Waste Management and Resource Recovery Act, pursuant to subsection 64U(2)—ACT Container Deposit Scheme—Annual Statutory Report 20/21, dated December 2021.
Domestic Violence Prevention Council—progress report
MR GENTLEMAN (Brindabella—Manager of Government Business, Minister for Corrections, Minister for Industrial Relations and Workplace Safety, Minister for Planning and Land Management and Minister for Police and Emergency Services) (3.01): Pursuant to standing order 211, I move:
That the Assembly take note of the following paper:
Domestic Violence Prevention Council—Progress Report—Delivering the recommendations made by the Council following their Extraordinary Meeting on Children and Young People.

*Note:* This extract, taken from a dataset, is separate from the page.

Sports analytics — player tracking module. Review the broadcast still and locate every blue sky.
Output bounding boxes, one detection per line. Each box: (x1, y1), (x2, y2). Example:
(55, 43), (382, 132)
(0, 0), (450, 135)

MS BERRY (Ginninderra—Deputy Chief Minister, Minister for Early Childhood Development, Minister for Education and Youth Affairs, Minister for Housing and Suburban Development, Minister for the Prevention of Domestic and Family Violence, Minister for Sport and Recreation and Minister for Women) (3.01): Today I am giving an update on the work that the ACT government is doing to deliver new and improved domestic and family violence service responses for children and young people.
Children and young people can be profoundly impacted by violence in the home, even when this violence is not directed at them. Yet children and young people are often forgotten or do not have a voice. That is why the Domestic Violence Prevention Council, the DVPC, held an extraordinary meeting in 2018 focusing on the needs of children and young people affected by domestic and family violence, including sexual violence. The DVPC report shone a light on the unique needs of young people.
In 2019 the ACT government accepted, or accepted in principle, the five DVPC report recommendations to develop and improve the justice and service sector responses to children and young people. In responding to the DVPC report, the government noted the importance of hearing the voices of children and young people, and involving children and young people in the co-design of services and responses.
The Office of the Coordinator-General for Family Safety and the ACT Children and Young People Commissioner then partnered to listen to young people talk about their experiences of family violence. The result of the consultations is 13 insights that speak to the unique and complex experiences that young people have of family violence. The insights are a powerful reflection of just how difficult it is for young people to be heard, to be respected and to find a pathway to safety that suits their individual needs. What we heard has helped to identify what improvements could be made to services.